Revenue arrangements with multiple deliverables are divided into units of accounting if certain criteria are met, including whether the deliverable item(s) has (have) value to the customer on a stand-alone basis.  Revenue for each unit of accounting is recognized as the unit of accounting is delivered.  Arrangement consideration is allocated to each unit of accounting based upon the relative estimated selling prices of the separate units of accounting contained within an arrangement containing multiple deliverables.  Estimated selling prices are determined using VSOE, when available, or an estimate of selling price when VSOE is not available for a given unit of accounting.  Significant inputs for the estimates of the selling price of separate units of accounting include market and pricing trends and a customer’s geographic location.  We account for training and installation, and service agreements and the collection, processing and testing of the umbilical cord blood and the storage as separate units of accounting.

Service revenue generated from contracts for providing maintenance of equipment is amortized over the life of the agreement.  Revenue generated from storage contracts is deferred and recorded ratably over the life of the agreement, up to 21 years.  All other service revenue is recognized at the time the service is completed.

For licensing agreements pursuant to which the Company receives up-front licensing fees for products or technologies that will be provided by the Company over the term of the arrangements, the Company defers the up-front fees and recognizes the fees as revenue on a straight-line method over the term of the respective license.  For license agreements that require no continuing performance on the Company’s part, license fee revenue is recognized immediately upon grant of the license.

Revenues are net of normal discounts.  Shipping and handling fees billed to customers are included in net revenues, while the related costs are included in cost of revenues.

Cash and Cash Equivalents
We consider all highly liquid investments with a maturity of three months or less at the time of purchase to be cash equivalents.
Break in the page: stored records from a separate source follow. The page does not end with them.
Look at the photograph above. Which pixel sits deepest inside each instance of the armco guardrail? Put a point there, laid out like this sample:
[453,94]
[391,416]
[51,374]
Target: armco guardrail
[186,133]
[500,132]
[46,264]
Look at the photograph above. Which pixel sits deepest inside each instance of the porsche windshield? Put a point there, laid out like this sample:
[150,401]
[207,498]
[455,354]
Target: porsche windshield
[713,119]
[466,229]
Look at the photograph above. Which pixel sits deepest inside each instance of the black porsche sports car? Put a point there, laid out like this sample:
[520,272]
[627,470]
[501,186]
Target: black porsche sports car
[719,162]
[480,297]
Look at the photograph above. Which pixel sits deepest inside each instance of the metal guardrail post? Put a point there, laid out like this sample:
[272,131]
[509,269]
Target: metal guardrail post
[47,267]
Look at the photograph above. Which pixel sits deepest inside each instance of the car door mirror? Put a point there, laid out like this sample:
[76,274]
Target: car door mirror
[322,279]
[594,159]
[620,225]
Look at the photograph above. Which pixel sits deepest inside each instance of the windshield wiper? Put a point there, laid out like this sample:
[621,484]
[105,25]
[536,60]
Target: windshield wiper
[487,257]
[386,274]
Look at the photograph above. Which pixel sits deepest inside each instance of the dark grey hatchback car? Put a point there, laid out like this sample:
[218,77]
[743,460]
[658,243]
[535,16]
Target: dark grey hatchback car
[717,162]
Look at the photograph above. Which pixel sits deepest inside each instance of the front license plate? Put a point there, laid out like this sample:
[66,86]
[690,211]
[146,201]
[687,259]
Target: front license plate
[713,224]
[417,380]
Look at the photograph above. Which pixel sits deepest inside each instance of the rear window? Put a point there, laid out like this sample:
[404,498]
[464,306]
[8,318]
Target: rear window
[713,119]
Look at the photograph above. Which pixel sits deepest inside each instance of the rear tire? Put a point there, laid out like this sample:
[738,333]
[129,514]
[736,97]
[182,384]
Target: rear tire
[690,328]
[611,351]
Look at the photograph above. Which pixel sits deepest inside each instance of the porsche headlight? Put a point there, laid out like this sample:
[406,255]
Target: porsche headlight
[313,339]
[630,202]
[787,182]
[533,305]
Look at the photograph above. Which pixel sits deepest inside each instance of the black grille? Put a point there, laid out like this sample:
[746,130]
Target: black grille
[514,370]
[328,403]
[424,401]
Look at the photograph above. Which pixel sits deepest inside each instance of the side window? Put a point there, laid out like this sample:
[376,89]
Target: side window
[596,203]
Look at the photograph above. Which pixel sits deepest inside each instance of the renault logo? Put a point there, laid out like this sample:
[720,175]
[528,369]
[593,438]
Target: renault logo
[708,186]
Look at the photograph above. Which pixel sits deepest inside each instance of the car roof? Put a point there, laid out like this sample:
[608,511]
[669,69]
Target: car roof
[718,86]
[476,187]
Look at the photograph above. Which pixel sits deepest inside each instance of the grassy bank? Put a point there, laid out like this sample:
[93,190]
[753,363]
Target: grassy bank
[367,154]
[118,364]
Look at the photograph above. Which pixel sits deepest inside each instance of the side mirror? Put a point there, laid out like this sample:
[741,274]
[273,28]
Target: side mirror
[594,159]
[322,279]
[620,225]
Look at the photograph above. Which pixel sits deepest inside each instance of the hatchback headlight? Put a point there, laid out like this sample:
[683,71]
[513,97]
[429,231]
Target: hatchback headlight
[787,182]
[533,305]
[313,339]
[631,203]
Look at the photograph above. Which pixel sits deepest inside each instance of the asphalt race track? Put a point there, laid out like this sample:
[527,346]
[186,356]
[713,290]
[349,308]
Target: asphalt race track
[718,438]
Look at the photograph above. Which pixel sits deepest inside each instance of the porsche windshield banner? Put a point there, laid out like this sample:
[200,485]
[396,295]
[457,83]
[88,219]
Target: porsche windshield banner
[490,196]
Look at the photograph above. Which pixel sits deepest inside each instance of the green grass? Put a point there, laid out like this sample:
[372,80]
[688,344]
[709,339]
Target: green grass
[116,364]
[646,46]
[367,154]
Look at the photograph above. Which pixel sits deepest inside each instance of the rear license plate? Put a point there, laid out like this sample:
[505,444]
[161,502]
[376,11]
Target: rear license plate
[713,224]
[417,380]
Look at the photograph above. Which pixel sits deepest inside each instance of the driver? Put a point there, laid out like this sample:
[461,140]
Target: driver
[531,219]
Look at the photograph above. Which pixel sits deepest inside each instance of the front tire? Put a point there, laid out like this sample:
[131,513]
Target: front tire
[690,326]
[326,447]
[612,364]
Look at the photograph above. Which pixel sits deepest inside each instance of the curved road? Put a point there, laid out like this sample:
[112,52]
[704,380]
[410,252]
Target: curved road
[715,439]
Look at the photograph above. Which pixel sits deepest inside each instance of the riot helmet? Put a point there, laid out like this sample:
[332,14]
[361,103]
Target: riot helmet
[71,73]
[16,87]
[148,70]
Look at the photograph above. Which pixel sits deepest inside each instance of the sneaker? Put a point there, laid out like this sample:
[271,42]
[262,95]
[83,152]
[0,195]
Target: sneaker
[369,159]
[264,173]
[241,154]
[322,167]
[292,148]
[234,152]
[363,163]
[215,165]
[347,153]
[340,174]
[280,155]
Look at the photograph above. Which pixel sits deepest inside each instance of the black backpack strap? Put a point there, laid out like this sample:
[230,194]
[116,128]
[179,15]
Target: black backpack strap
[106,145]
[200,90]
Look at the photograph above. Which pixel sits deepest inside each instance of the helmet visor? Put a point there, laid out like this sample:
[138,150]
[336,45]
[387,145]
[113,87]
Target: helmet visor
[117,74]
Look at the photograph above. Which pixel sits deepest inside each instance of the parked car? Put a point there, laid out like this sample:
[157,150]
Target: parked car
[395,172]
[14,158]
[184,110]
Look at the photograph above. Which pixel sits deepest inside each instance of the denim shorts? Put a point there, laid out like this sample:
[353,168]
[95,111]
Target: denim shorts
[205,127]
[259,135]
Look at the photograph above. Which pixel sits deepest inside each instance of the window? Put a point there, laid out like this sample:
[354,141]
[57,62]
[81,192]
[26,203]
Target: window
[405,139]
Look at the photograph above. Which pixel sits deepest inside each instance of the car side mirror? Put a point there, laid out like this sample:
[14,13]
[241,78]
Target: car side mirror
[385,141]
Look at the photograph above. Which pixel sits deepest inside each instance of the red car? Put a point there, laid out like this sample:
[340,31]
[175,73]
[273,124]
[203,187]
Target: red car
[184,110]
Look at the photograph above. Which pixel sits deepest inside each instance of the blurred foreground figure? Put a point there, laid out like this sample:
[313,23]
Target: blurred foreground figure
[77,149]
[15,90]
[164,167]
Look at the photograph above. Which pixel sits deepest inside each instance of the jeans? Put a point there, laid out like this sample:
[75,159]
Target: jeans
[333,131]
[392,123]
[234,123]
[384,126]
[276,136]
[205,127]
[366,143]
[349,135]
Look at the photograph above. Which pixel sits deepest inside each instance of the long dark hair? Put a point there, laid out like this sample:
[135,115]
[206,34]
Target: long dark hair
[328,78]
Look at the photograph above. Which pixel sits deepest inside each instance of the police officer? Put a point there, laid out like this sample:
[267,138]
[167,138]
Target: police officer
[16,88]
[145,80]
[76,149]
Foreign Currency Translation
Our reporting currency is the US dollar.  The functional currency of our subsidiaries in India is the Indian rupee (INR). Assets and liabilities are translated into US dollars at period end exchange rates. Revenue and expenses are translated at average rates of exchange prevailing during the periods presented. Cash flows were also translated at average exchange rates for the period, therefore, amounts reported on the consolidated statement of cash flows did not necessarily agree with changes in the corresponding balances on the consolidated balance sheet. Equity accounts other than retained earnings are translated at the historic exchange rate on the date of investment. A translation adjustment of $58 gain for the year ended June 30, 2014 resulting from this process is recorded as a component of other comprehensive income.
  
Goodwill, Intangible Assets and Impairment Assessments
Goodwill represents the excess of the purchase price in a business combination over the fair value of net tangible and intangible assets acquired. Intangible assets that are not considered to have an indefinite useful life are amortized over their useful lives, which generally range from three to ten years. Clinical protocols are not expected to provide economic benefit until they are introduced to the marketplace or licensed to an independent entity. Each period we evaluate the estimated remaining useful lives of purchased intangible assets and whether events or changes in circumstances warrant a revision to the remaining periods of amortization.
  
The carrying amounts of these assets are periodically reviewed for impairment (at least annually) and whenever events or changes in circumstances indicate that the carrying value of these assets may not be recoverable. According to ASC 350, Intangibles-Goodwill and Other, we can opt to perform a qualitative assessment, if we determine that the fair value of a reporting unit is more likely than not (i.e., a likelihood of more than 50 percent) to be less than its carrying amount, the two step impairment test will be performed. In the first step, we compare the fair value of our sole reporting unit to its carrying value. If the fair value of the reporting unit exceeds the carrying value, goodwill is not considered impaired and we are not required to perform further testing. If the fair value of the reporting unit does not exceed the carrying value, then we must perform the second step of the impairment test in order to determine the implied fair value of the goodwill. If the carrying value of goodwill exceeds its implied fair value, then we would record an impairment loss equal to the difference. Recoverability of finite lived intangible assets is measured by comparison of the carrying amount of the asset to the future undiscounted cash flows the asset is expected to generate.
 
Fair Value of Financial Instruments
The carrying values of cash and cash equivalents, accounts receivable, accounts payable and accrued liabilities, approximate fair value due to their short duration.  As of June 30, 2014, we had approximately $354 in cash equivalents classified as Level 1 assets, which are based on quoted market prices in active markets for identical assets.  As of June 30, 2013, we had no Level 1 financial instruments.  As of June 30, 2014 and 2013, we did not have any Level 2 or 3 financial instruments.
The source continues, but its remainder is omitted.